BANNED for Life Over DISGUSTING Epstein Emails

Red banned key on computer keyboard pressed
LIFETIME BAN

Former Treasury Secretary Larry Summers faces a lifetime ban from America’s premier economics society, exposing how the elite’s cozy relationships with Jeffrey Epstein continue to unravel the credibility of institutions that shape our economic policies.

Story Highlights

  • American Economic Association bans Larry Summers for life over Epstein communications
  • Emails reveal Summers sought romantic advice from convicted sex offender Epstein
  • Harvard, Yale, and multiple progressive organizations sever ties with former Clinton official
  • Summers’ wife also corresponded with Epstein, receiving financial support for projects

Academic Society Takes Unprecedented Action

The American Economic Association delivered a rare lifetime ban against Larry Summers on December 2, 2025, following revelations about his continued relationship with Jeffrey Epstein. The nonprofit scholarly association condemned Summers’ conduct as “fundamentally inconsistent with its standards of professional integrity.”

This marked an extraordinary step for an organization that rarely takes such drastic disciplinary measures against prominent economists who have shaped American fiscal policy for decades.

Disturbing Email Communications Exposed

Recently released emails reveal the inappropriate nature of Summers’ relationship with the convicted sex offender. In November 2018 communications, Epstein boasted about being a “pretty good wing man” while advising Summers on pursuing a romantic relationship with a woman who viewed him as an “economic mentor.”

Summers responded by discussing whether to thank the woman or apologize for being married, demonstrating a shocking abuse of his position of trust and authority within academic circles.

The communications extend beyond Summers himself, as his wife, Elisa New, also maintained correspondence with Epstein.

In 2015, she thanked the disgraced financier for arranging financial support for a poetry project she directed, revealing how Epstein’s influence penetrated multiple levels of elite academic and cultural institutions through strategic financial arrangements.

Institutional Fallout Spreads Across Elite Organizations

Harvard University placed Summers on leave from his teaching position and removed him as director of the Mossavar-Rahmani Center for Business and Government at the Kennedy School.

This represents a significant fall from grace for someone who previously served as Harvard’s president from 2001 to 2006. The swift action demonstrates how seriously these revelations threaten the university’s reputation among donors and the broader academic community.

Multiple progressive organizations severed ties with Summers following the disclosure of the email.

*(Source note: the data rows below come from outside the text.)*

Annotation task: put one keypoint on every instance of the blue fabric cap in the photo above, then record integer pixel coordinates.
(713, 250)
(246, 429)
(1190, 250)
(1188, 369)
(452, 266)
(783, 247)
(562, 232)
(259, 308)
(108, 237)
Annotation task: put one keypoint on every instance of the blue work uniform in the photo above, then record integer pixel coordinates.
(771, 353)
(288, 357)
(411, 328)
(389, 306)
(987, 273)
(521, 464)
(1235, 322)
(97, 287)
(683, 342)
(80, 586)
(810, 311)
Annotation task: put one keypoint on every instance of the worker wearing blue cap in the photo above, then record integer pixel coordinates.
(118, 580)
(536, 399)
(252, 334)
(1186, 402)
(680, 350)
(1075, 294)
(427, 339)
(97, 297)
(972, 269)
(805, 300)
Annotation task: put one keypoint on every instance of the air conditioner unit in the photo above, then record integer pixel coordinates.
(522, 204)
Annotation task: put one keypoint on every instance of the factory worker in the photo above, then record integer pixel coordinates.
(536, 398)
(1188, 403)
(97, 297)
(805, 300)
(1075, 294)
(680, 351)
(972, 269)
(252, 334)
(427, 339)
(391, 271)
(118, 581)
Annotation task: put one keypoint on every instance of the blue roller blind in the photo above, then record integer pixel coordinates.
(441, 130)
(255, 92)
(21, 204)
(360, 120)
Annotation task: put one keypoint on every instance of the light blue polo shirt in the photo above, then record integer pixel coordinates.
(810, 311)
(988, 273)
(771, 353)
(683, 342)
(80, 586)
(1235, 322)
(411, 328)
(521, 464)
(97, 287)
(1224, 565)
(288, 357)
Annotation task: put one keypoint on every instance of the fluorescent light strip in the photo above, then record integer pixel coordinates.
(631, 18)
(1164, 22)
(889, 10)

The Center for American Progress, the Center for Global Development, and Yale University’s Budget Lab all ended their affiliations with the former Clinton administration official.

These organizations, which often advocate for increased government oversight and regulation, found themselves unable to defend their association with someone who maintained such questionable judgment regarding a convicted predator.

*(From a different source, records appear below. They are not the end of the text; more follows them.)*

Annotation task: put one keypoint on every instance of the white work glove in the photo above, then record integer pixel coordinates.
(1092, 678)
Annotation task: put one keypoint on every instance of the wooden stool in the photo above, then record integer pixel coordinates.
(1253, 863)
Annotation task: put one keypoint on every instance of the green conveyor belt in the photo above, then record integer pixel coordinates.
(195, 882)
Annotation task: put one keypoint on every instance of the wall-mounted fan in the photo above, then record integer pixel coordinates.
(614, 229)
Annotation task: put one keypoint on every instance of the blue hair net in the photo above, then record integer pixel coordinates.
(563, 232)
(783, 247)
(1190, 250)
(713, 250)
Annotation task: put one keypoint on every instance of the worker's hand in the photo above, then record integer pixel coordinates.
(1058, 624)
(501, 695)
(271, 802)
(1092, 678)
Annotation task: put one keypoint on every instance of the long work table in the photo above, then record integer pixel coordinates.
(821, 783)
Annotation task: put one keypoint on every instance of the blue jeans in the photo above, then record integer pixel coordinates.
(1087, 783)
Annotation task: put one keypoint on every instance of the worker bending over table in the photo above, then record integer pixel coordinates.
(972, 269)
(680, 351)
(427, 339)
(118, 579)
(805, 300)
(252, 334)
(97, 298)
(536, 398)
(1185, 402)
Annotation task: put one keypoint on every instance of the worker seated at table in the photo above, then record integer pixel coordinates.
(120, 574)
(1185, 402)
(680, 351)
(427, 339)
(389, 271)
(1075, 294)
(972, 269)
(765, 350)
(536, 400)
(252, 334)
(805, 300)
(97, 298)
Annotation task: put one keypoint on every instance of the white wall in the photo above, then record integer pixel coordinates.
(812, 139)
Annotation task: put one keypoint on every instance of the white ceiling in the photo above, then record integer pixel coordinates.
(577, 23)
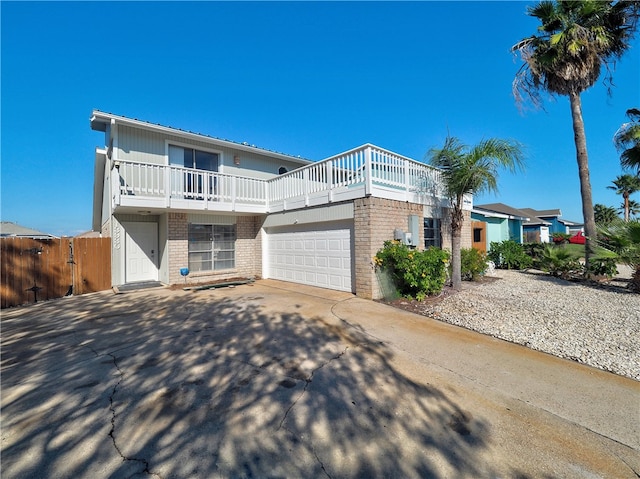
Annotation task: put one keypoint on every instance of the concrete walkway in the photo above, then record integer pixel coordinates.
(279, 380)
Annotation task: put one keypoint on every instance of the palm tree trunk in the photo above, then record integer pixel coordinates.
(625, 196)
(583, 172)
(457, 220)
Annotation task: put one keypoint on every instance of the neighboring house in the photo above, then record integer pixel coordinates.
(172, 199)
(14, 230)
(501, 223)
(544, 223)
(523, 225)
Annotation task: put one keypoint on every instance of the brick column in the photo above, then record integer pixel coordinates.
(375, 220)
(178, 239)
(248, 250)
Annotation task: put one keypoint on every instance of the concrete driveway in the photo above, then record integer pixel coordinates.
(280, 380)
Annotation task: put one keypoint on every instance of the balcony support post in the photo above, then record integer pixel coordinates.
(368, 180)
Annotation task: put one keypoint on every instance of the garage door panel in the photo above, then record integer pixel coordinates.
(322, 258)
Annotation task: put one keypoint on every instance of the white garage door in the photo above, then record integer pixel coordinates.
(317, 257)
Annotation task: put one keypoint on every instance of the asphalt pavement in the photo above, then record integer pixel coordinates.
(274, 379)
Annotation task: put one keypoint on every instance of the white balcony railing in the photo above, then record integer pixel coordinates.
(367, 170)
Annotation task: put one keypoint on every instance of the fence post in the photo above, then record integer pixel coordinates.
(368, 185)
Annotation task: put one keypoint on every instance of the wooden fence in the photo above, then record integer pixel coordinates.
(34, 270)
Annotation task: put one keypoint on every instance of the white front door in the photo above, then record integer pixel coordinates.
(141, 252)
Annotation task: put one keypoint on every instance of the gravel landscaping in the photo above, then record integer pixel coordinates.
(598, 325)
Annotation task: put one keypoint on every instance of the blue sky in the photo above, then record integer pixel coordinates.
(308, 79)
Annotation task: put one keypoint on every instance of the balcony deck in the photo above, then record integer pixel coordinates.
(363, 171)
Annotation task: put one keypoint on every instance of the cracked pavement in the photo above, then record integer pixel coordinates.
(279, 380)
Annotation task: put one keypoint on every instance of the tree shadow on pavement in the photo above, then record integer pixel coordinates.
(214, 384)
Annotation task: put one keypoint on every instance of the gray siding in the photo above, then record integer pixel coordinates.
(146, 146)
(343, 211)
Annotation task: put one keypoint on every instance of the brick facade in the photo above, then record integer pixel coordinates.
(249, 246)
(375, 220)
(178, 245)
(248, 250)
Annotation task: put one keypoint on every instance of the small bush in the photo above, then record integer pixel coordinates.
(560, 261)
(509, 255)
(603, 267)
(416, 274)
(473, 263)
(533, 250)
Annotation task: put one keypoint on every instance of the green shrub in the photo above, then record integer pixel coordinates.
(473, 263)
(560, 238)
(416, 274)
(603, 267)
(509, 255)
(560, 261)
(533, 250)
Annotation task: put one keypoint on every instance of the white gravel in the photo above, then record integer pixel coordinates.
(595, 326)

Elite Accountability Finally Enforced

Summers served as Treasury Secretary under Bill Clinton from 1999 to 2001, wielding enormous influence over American economic policy during a critical period.

His current downfall illustrates how the political and academic establishment’s connections to Epstein created a web of compromised judgment that potentially affected policy decisions impacting millions of Americans.

When confronted about the emails, Summers could only offer that his association with Epstein represented a “major error in judgment.”

This scandal reinforces concerns about how elite institutions operate with different standards than ordinary Americans face.

While working families struggle with the economic consequences of policies shaped by figures like Summers, the revelation of his poor judgment regarding a known predator raises serious questions about the decision-making processes within our most influential economic institutions and their commitment to the moral standards they expect others to follow.